2. Any improvement to the algorithm? When I use sample 2, I have trouble to get correct indices. Because there two "4" in the array, it always returns the first index since IndexOf(String) reports the zero-based index of the first occurrence of the specified string in this instance.

Answer 1

I know I am posting this is a year and a half later, but I just happened to come across this problem and wanted to add input.

If there exists a solution, then you know that both values in the solution must both be less than the target sum.

1. Perform a binary search in the array of values, searching for the target sum (which may or may not be there).

2. The binary search will end with either finding the sum, or the closest value less than sum. That is your starting high value while searching through the array using the previously mentioned solutions. Any value above your new starting high value cannot be in the solution, as it is more than the target value.

   3. At this point, you have eliminated a chunk of data in log(n) time, that would otherwise be eliminated in O(n) time.

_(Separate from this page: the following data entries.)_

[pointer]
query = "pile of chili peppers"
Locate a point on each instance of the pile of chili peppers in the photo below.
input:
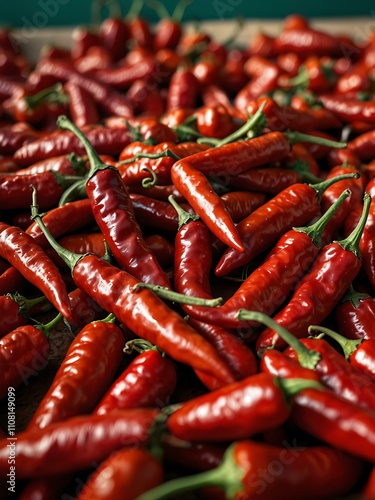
(202, 231)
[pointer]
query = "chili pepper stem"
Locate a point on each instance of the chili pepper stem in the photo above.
(295, 136)
(322, 186)
(351, 243)
(254, 122)
(183, 216)
(167, 294)
(347, 345)
(315, 230)
(68, 257)
(227, 476)
(306, 357)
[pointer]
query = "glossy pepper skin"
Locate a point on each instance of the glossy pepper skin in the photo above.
(84, 375)
(23, 353)
(321, 289)
(78, 442)
(31, 261)
(133, 471)
(236, 411)
(148, 381)
(114, 215)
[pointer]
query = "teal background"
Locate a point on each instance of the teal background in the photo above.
(46, 13)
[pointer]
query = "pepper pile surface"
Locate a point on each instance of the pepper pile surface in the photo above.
(202, 232)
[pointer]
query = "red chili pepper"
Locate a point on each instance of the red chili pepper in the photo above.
(268, 285)
(359, 352)
(355, 315)
(246, 472)
(271, 180)
(256, 403)
(84, 375)
(78, 442)
(82, 107)
(15, 189)
(114, 215)
(14, 311)
(349, 110)
(295, 206)
(24, 352)
(105, 140)
(183, 90)
(28, 257)
(142, 311)
(132, 470)
(315, 297)
(148, 381)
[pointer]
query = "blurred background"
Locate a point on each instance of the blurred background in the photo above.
(47, 13)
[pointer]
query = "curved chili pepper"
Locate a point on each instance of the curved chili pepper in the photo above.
(271, 180)
(315, 297)
(132, 470)
(114, 215)
(183, 90)
(23, 353)
(14, 310)
(105, 140)
(245, 472)
(294, 206)
(236, 411)
(15, 189)
(31, 261)
(269, 285)
(148, 381)
(82, 107)
(142, 311)
(355, 315)
(349, 110)
(359, 352)
(78, 442)
(84, 375)
(70, 164)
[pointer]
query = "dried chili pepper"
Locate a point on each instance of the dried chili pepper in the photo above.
(141, 311)
(114, 215)
(255, 404)
(132, 470)
(14, 309)
(78, 442)
(31, 261)
(294, 206)
(148, 381)
(315, 296)
(24, 352)
(84, 375)
(245, 473)
(355, 315)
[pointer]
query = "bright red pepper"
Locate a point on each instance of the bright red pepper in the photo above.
(133, 471)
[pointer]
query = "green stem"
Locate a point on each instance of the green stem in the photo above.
(315, 231)
(322, 186)
(25, 304)
(183, 216)
(354, 297)
(306, 357)
(154, 156)
(347, 345)
(295, 136)
(351, 243)
(252, 123)
(46, 329)
(180, 298)
(96, 163)
(70, 258)
(228, 475)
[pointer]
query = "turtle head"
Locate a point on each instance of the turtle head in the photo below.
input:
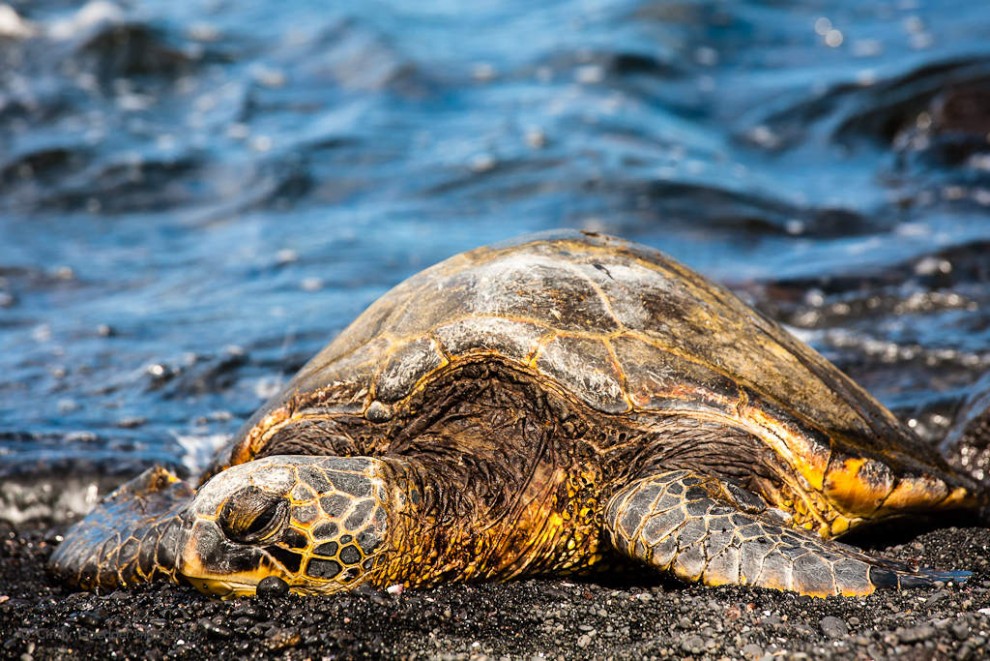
(316, 523)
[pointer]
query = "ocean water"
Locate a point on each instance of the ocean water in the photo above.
(196, 196)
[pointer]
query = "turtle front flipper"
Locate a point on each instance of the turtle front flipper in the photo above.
(133, 536)
(704, 529)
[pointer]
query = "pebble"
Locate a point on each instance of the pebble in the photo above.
(752, 652)
(693, 644)
(916, 634)
(833, 627)
(272, 586)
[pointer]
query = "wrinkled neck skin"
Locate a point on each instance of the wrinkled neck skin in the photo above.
(455, 522)
(134, 536)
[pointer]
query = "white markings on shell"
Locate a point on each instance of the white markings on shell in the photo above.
(405, 367)
(535, 286)
(514, 339)
(585, 367)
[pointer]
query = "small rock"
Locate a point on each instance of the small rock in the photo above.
(280, 639)
(693, 644)
(916, 634)
(833, 627)
(272, 586)
(752, 652)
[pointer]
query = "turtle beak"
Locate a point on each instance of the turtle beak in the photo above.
(214, 565)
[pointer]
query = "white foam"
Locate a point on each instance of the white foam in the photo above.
(13, 26)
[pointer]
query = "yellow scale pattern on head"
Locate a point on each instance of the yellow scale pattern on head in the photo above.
(324, 545)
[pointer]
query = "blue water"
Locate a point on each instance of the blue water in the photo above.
(196, 196)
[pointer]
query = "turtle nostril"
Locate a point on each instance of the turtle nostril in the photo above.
(252, 515)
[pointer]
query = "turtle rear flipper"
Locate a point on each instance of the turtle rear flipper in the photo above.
(132, 536)
(703, 529)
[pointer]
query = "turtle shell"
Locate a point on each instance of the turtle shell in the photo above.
(622, 328)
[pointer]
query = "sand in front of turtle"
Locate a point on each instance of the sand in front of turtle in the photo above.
(563, 619)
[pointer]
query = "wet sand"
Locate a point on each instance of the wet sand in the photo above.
(562, 619)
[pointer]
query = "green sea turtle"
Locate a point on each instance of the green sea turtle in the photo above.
(539, 407)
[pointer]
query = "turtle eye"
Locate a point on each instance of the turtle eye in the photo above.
(253, 515)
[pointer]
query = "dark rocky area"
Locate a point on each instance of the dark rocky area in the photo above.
(554, 618)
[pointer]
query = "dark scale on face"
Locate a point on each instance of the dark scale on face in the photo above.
(323, 568)
(291, 561)
(368, 541)
(304, 514)
(355, 485)
(318, 480)
(328, 550)
(302, 492)
(294, 539)
(350, 555)
(335, 505)
(359, 515)
(325, 530)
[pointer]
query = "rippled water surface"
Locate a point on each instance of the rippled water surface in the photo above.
(196, 196)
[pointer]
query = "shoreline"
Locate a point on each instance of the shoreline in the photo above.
(541, 618)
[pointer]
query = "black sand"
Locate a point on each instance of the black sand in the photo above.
(563, 619)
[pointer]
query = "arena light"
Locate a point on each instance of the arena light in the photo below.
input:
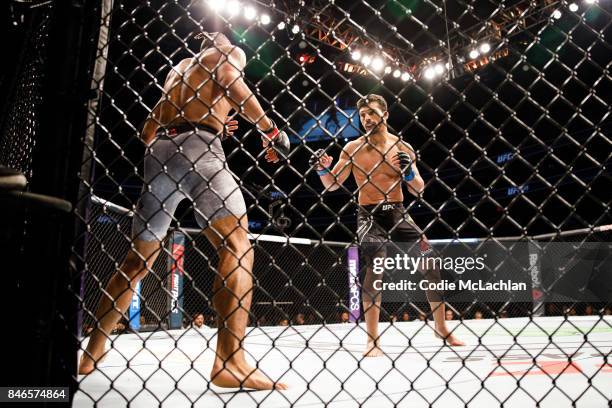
(249, 13)
(216, 5)
(378, 64)
(430, 73)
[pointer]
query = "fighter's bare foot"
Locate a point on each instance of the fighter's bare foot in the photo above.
(449, 338)
(242, 375)
(89, 361)
(373, 350)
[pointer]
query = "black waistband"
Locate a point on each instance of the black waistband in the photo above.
(381, 207)
(175, 130)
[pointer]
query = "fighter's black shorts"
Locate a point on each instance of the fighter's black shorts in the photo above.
(385, 223)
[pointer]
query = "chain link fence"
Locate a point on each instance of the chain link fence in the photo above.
(504, 105)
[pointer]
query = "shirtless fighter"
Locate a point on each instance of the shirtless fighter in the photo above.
(380, 161)
(185, 160)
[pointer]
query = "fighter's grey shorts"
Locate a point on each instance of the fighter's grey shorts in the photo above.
(188, 165)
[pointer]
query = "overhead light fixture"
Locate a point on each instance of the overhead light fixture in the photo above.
(232, 7)
(216, 5)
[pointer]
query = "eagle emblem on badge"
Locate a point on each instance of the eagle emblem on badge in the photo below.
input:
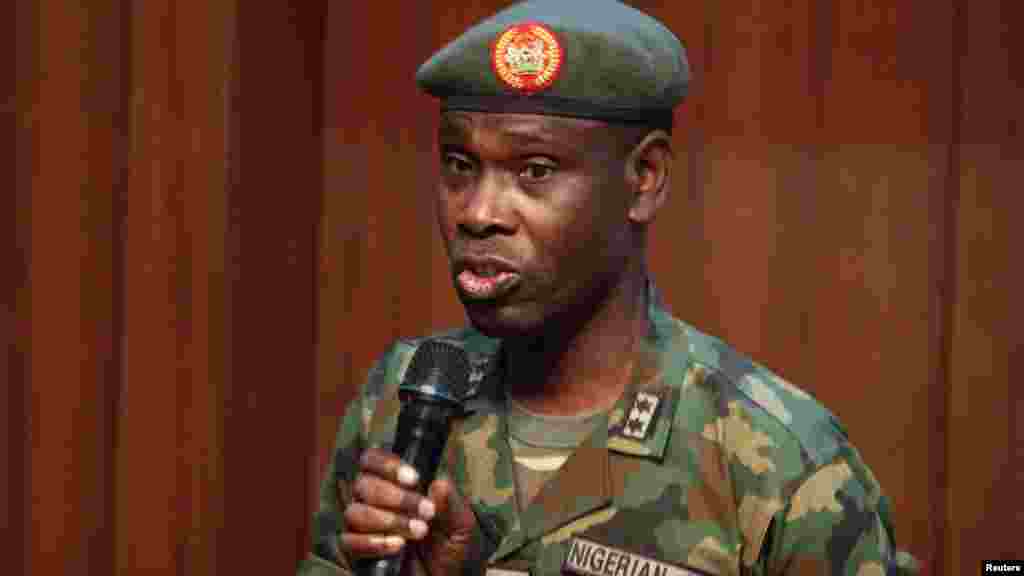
(527, 56)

Again, this is an optimization that may only be worth implementing if the data set calls for it.

Answer 2

Here is an algorithm in O(N) time complexity and O(N) space : -

1. Put all numbers in hash table.
2. for each number Arr[i] find Sum - Arr[i] in hash table in O(1)
3. If found then (Arr[i],Sum-Arr[i]) are your pair that add up to Sum

Note:- Only failing case can be when Arr[i] = Sum/2 then you can get false positive but you can always check if there are two Sum/2 in the array in O(N)

Answer 3

Create a HashSet<int> of the prices. Then go through it sequentially.Something like:

HashSet<int> items = new HashSet<int>(itemsList);

int price1 = -1;
int price2 = -1;
foreach (int price in items)
{
    int otherPrice = 200 - price;
    if (items.Contains(otherPrice))
    {
        // found a match.
        price1 = price;
        price2 = otherPrice;
        break;
    }
}
if (price2 != -1)
{
    // found a match.
    // price1 and price2 contain the values that add up to your target.
    // now remove the items from the HashSet
    items.Remove(price1);
    items.Remove(price2);
}

This is O(n) to create the HashSet. Because lookups in the HashSet are O(1), the foreach loop is O(n).

Answer 4

This problem is called 2-sum. See., for example, http://coderevisited.com/2-sum-problem/

Answer 5

You can simply sort the array in O(nlogn) time. Then for each element A[i] conduct a binary search for S-A[i] again in O(nlogn) time.

EDIT: As pointed out by Heuster, you can solve the 2-SUM problem on the sorted array in linear time by using two pointers (one from the beginning and other from the end).